For the second part i’m also looking for a solution likely the upper, with theoportunity to define, how many differences i’m allowing.
In case it would be 1, “bacardi coke” would also appear as match, cause there is just one item missing.

I know, it could be done “manualy” sorting them out and ranking them with a function like in your solution! But i don’t want to generate unnecessary traffic by reading out nearly all documents -there could be 1000+ matchs in many cases-, and serching on my own way in my server application for matching data and ranking them creating indexes and doing stuff thats normaly done by the DB.

But i’ll keep your solution in mind as it’s the olny one I have yet!

steevej · October 6, 2020, 4:22pm

When publishing sample data, I would recommend that you post them as real JSON document as it is much more simpler and faster for people trying to help to enter the data into their own database.

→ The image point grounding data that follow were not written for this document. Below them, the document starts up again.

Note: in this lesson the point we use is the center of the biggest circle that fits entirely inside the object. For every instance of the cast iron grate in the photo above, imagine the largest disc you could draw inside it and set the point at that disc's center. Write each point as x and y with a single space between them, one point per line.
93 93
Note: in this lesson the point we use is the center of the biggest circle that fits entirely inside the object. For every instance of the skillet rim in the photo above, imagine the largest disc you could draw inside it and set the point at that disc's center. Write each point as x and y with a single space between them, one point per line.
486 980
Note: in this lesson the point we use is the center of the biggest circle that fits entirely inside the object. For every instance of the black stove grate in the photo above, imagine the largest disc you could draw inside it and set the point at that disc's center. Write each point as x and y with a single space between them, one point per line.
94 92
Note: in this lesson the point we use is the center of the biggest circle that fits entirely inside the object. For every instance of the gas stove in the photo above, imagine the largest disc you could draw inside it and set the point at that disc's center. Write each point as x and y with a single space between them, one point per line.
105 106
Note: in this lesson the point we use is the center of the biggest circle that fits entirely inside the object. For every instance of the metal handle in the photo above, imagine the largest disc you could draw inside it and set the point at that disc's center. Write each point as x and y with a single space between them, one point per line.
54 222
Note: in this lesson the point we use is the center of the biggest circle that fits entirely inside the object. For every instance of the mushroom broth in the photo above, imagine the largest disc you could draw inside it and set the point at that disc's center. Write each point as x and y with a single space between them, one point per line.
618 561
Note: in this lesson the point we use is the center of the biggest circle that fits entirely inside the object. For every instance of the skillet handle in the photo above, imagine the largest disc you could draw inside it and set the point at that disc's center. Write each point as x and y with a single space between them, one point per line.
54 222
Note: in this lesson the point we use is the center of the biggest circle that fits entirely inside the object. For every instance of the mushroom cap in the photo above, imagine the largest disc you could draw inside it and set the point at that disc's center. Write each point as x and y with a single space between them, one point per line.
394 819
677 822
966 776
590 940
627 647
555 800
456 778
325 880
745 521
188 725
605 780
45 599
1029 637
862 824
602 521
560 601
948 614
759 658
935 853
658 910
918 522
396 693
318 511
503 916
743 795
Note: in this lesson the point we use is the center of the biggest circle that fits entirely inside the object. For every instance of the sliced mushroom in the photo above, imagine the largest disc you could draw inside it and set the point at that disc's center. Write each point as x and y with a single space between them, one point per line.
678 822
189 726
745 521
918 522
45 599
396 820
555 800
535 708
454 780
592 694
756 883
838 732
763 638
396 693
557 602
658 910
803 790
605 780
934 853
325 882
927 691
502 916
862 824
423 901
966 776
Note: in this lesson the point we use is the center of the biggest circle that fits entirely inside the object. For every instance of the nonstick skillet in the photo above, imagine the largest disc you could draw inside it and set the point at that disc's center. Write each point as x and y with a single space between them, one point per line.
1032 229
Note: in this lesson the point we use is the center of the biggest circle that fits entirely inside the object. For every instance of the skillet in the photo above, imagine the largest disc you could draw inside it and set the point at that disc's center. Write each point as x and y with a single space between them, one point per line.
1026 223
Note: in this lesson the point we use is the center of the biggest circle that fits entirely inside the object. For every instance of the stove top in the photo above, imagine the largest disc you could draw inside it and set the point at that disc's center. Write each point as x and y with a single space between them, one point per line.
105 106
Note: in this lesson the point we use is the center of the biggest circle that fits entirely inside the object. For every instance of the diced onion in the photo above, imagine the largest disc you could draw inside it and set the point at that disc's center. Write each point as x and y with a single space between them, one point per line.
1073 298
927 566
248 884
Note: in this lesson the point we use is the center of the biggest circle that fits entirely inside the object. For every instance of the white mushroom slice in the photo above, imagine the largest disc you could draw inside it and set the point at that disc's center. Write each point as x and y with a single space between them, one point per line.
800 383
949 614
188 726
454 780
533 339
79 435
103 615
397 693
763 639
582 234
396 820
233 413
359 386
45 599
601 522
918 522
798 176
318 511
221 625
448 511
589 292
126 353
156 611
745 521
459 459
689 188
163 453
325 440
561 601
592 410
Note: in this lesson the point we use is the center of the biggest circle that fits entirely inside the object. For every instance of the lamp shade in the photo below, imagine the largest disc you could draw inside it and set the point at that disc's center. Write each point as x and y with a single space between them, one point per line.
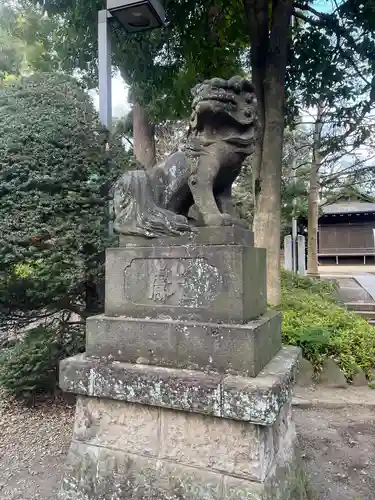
137 15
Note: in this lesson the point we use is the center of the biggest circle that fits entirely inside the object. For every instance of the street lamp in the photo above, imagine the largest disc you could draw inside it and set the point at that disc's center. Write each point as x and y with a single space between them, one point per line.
134 16
137 15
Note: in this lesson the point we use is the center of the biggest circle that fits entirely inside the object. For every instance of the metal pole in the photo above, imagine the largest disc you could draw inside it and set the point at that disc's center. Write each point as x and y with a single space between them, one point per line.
294 220
105 83
105 69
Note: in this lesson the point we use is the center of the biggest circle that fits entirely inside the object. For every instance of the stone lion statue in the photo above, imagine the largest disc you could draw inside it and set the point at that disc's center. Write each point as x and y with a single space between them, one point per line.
199 177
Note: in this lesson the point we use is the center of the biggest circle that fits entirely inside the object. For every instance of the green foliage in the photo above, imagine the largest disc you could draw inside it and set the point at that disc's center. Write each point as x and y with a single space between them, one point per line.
30 367
314 320
161 65
55 171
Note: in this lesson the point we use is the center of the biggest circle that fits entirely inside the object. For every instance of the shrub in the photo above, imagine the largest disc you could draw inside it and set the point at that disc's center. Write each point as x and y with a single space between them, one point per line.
31 366
55 169
314 320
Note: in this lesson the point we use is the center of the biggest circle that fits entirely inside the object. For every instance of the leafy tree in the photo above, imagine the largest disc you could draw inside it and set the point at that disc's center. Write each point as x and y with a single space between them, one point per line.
275 77
26 41
55 168
159 66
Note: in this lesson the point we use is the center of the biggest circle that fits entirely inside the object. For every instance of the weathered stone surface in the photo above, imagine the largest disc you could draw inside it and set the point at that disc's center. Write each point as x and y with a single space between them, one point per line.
236 448
183 463
258 400
215 283
238 349
305 373
226 235
332 375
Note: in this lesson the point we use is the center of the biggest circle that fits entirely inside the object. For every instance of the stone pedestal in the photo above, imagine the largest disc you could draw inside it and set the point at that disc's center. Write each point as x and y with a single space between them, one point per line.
184 391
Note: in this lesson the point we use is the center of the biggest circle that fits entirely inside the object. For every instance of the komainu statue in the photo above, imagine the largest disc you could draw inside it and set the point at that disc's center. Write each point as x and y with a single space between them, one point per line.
221 135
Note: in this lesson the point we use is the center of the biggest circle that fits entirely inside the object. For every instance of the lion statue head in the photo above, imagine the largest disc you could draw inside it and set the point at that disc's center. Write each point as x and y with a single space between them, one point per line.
224 110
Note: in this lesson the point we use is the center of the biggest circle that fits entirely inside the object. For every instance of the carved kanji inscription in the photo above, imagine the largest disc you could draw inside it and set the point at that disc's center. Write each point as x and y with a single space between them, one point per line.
186 282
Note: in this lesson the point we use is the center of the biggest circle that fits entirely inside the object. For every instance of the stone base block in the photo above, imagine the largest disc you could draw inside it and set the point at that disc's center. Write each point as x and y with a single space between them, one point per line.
208 283
258 400
130 451
236 349
224 235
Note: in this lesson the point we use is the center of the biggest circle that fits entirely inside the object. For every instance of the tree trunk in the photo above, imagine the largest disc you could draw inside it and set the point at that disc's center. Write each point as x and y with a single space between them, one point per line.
143 137
269 51
313 210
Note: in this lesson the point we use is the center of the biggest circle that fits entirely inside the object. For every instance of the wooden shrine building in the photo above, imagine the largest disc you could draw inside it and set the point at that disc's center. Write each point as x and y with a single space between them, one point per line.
346 230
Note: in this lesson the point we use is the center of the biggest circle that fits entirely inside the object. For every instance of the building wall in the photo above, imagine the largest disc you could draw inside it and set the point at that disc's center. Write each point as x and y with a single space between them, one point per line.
350 238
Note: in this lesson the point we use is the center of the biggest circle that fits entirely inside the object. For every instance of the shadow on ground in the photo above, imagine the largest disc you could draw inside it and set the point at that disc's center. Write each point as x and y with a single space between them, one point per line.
338 450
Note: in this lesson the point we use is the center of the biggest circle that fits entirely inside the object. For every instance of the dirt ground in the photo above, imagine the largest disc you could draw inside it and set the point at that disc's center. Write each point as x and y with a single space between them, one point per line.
338 449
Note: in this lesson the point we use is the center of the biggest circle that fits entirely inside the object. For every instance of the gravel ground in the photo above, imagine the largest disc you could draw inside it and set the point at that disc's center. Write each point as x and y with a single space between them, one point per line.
33 444
338 449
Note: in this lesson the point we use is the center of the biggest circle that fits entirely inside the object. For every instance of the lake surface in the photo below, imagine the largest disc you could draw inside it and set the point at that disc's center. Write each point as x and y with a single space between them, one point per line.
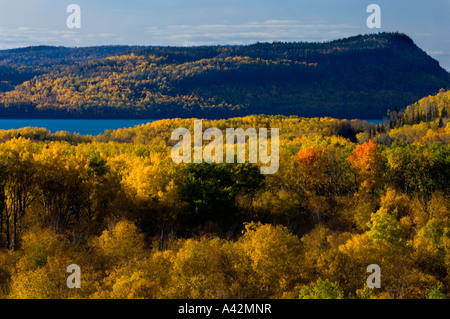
84 127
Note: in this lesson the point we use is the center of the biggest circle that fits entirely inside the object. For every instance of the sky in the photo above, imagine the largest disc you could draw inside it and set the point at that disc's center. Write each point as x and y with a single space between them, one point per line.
208 22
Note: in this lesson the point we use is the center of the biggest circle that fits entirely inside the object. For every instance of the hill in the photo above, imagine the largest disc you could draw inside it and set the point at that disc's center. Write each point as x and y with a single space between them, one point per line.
357 77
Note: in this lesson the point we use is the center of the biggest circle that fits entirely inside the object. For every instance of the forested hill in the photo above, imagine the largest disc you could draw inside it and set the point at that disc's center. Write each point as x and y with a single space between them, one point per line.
358 77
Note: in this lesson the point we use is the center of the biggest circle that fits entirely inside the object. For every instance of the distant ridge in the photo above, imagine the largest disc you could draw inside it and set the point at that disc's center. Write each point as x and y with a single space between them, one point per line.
357 77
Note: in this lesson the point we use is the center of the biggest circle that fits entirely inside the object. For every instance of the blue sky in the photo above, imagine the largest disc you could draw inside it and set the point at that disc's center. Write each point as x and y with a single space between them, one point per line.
198 22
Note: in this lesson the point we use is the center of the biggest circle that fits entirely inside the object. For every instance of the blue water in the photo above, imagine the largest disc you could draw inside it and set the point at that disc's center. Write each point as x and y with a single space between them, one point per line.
84 127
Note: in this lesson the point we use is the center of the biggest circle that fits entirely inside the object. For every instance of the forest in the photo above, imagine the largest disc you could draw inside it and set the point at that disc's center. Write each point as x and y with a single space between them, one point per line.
347 194
357 77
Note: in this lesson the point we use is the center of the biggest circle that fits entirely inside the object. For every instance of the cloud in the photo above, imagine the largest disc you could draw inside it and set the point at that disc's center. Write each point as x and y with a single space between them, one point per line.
270 30
27 36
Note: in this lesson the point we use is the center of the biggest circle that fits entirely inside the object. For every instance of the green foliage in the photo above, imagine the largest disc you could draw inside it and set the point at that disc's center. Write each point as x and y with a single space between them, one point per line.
322 289
308 79
141 226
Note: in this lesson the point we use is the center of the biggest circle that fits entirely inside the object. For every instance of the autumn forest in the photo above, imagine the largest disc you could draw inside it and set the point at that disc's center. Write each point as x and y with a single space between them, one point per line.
347 194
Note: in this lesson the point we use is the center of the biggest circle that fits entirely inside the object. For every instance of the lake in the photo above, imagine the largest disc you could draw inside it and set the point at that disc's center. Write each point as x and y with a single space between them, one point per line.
83 126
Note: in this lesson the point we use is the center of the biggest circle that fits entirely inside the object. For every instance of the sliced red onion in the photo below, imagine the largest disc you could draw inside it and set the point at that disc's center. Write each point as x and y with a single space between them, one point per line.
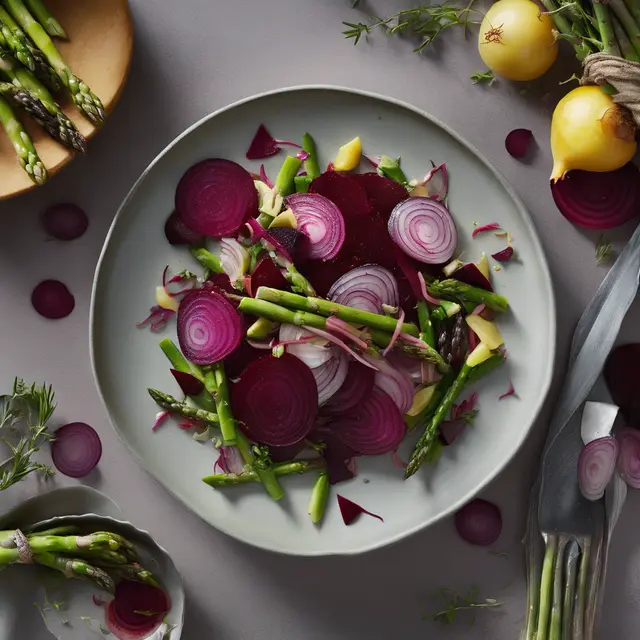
276 400
265 145
479 522
424 229
509 392
330 376
437 182
366 288
350 510
189 384
491 226
53 300
76 449
216 197
305 345
503 256
331 338
321 221
518 142
396 333
596 465
355 388
209 328
65 221
629 457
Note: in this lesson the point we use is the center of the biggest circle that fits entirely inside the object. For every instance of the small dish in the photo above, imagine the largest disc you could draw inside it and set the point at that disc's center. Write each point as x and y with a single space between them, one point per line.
99 51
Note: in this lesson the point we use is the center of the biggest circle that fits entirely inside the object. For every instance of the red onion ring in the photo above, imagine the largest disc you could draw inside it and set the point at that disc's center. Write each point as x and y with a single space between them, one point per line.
366 288
424 229
321 221
596 465
209 328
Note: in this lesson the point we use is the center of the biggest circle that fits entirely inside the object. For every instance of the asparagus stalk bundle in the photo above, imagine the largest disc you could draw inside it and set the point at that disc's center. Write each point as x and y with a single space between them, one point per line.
80 92
100 557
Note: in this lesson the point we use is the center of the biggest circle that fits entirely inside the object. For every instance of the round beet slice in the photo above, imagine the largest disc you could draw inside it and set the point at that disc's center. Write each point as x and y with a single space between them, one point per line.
384 193
216 197
276 400
343 190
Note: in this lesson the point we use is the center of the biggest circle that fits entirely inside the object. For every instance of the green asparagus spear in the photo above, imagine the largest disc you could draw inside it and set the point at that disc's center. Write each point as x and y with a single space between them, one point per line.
460 292
282 469
39 103
46 19
215 381
26 52
27 154
207 259
319 497
285 184
182 408
327 308
311 164
76 568
81 94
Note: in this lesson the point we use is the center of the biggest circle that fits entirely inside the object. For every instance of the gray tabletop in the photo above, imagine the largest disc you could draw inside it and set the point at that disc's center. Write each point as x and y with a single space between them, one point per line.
192 57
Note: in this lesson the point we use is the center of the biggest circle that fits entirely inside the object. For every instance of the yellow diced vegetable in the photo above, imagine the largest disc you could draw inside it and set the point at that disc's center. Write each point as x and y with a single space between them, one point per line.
488 332
348 157
421 399
479 355
285 219
164 300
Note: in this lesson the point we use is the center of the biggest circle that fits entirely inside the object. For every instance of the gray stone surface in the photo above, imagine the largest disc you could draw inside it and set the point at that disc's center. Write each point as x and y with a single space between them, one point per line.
192 57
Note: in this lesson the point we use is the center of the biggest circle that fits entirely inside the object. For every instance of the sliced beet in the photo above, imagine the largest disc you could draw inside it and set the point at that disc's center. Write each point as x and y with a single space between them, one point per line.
177 232
383 192
276 400
216 197
622 375
471 275
344 191
293 241
52 299
266 274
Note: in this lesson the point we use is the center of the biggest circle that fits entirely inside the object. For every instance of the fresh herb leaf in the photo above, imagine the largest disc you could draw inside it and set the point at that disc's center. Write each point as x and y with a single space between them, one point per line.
483 77
30 407
425 22
455 602
604 251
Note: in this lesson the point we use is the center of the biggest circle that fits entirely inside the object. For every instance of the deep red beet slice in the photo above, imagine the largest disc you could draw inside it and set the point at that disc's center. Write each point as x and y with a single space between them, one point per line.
177 232
383 192
344 191
622 375
276 400
52 299
266 274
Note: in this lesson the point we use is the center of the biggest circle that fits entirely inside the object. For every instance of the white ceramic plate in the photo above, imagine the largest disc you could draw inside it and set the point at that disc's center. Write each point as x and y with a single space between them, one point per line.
127 360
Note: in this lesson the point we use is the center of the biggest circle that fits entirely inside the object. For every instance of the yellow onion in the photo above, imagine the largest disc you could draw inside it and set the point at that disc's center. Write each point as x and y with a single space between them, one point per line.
589 131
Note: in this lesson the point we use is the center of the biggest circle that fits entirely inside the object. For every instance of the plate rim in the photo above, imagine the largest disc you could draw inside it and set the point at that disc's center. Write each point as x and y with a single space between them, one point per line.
539 247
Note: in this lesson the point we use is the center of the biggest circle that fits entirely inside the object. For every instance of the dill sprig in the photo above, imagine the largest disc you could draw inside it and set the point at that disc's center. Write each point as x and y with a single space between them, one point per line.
604 251
28 408
425 22
455 602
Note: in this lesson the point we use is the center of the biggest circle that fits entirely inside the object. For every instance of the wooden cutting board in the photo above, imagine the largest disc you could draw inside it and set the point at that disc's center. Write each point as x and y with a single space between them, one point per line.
98 51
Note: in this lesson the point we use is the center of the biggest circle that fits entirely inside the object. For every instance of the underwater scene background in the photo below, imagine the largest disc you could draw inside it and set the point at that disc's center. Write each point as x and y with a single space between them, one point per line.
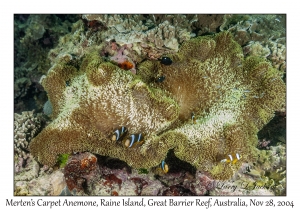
149 104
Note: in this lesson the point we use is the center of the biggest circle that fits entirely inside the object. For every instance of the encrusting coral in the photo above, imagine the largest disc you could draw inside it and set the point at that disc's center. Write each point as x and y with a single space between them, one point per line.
231 97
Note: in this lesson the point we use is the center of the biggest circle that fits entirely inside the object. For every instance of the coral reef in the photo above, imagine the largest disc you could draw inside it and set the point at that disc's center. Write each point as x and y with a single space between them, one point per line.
26 127
262 35
231 97
34 36
80 169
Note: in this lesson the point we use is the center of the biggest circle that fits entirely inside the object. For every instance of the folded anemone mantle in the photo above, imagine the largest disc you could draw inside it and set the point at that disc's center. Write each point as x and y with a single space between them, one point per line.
231 97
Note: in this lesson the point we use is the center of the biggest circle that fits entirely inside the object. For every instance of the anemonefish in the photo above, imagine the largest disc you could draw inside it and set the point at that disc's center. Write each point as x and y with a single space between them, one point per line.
160 79
126 65
193 118
119 134
232 158
134 140
164 167
166 61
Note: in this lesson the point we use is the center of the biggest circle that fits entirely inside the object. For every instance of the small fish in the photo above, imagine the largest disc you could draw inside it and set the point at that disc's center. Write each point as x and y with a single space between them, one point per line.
166 61
134 140
232 158
68 83
193 118
160 79
164 167
119 134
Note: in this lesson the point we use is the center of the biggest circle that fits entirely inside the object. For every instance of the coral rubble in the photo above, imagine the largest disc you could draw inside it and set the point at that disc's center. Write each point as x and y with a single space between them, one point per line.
231 97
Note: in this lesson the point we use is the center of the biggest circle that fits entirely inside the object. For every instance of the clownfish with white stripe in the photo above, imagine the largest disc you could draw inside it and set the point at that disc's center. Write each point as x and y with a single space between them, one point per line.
119 134
134 140
232 158
164 167
193 118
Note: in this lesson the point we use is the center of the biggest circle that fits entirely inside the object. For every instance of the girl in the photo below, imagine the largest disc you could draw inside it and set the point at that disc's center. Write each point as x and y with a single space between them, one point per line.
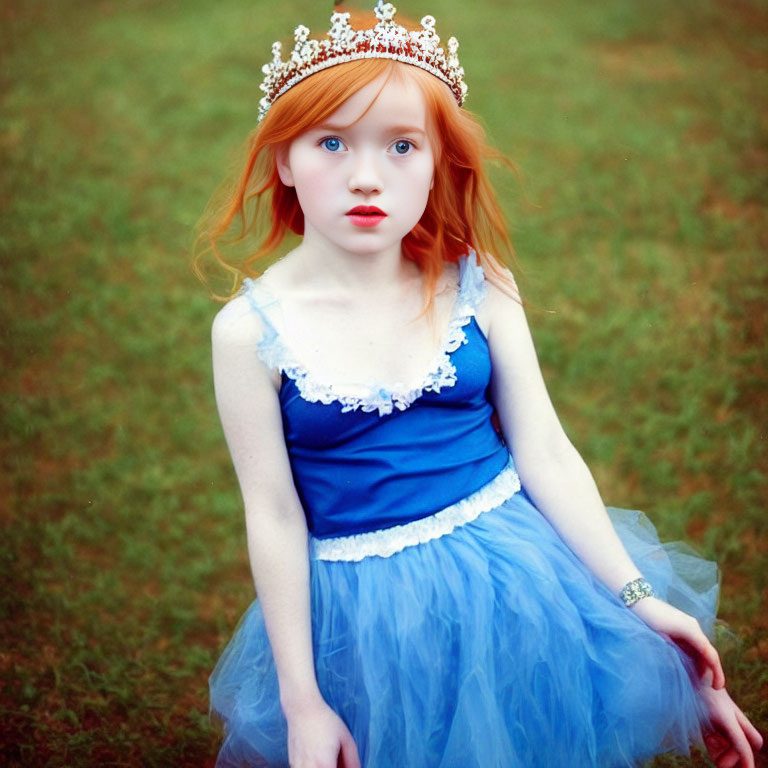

To match documents from one collection (A) to documents of the other one (B) you will need to use an aggregation pipeline. See https://docs.mongodb.com/manual/aggregation/
You would start by $match stage for the A document that gives you your source array. You then $lookup into B collection.
Bass

Martin_Schneider · October 7, 2020, 6:57pm

Hello!

I figured it out, its ugly… it works! Thanks a lot for the help!

testdata:
{ 
    "_id" : ObjectId("5f7c5d430d4d5883c0c4b278"), 
    "name" : "A", 
    "values" : ["x","c","b","o","m"]
}
{ 
    "_id" : ObjectId("5f7c5d630d4d5883c0c4b279"), 
    "name" : "B", 
    "values" : ["f","c","m"]
}
{ 
    "_id" : ObjectId("5f7c5d630d4d5883c0c4b27a"), 
    "name" : "C", 
    "values" : ["x","c","b","5"]
}

The code im running on it:

var filter = ["a","b","c","e","f","k","j","l","p","s","m","x","y"]

db.test.aggregate([

{$project:{id: "$_id",
name:"$name",
values: "$values",
originSize: {$size:"$values"}, 
common:{$setIntersection:[ filter,"$values"]}}},

{$project:{id: "$_id",
  name:"$name",
  values: "$values",
  common:"$common",
  originSize: {$size:"$values"}, 
  commonSize:{$size:{$setIntersection:[ filter,"$values"]}}}},
        
{$project:{ 
    id:"$_id", 
    name: "$name", 
    values:"$values", 
    originSize: "$originSize",
    common:"$common",
    commonSize: "$commonSize", 
    difference:{ $subtract:["$originSize","$commonSize"]}}},

{$project:{ 
    name: "$name", 
    values:"$values", 
    originSize: "$originSize",
    common:"$common", 
    commonSize: "$commonSize",
    difference:"$difference", 
    missing:{$setDifference:["$values","$common"]}}},
    
{$sort:{difference:1,originSize:-1}},

])

just one of the outputs:

{   "_id" : ObjectId("5f7c5d630d4d5883c0c4b27a"), 
    "name" : "C", 
    "values" : ["x","c","b","5"], 
    "originSize" : NumberInt(4), 
    "common" : ["b","c","x"], 
    "commonSize" : NumberInt(3), 
    "difference" : NumberInt(1), 
    "missing" : ["5"]
}

My question is: how can i store data generated inside the aggregate (var d= difference or something like this), so i don’t have to $project them every time, to use it later?

Is it possible to declare functions from these $project sequences end nesting them into each other?

Can i transfer data (result) from one to the next aggregate sequence?

system · October 12, 2020, 6:57pm

This topic was automatically closed 5 days after the last reply. New replies are no longer allowed.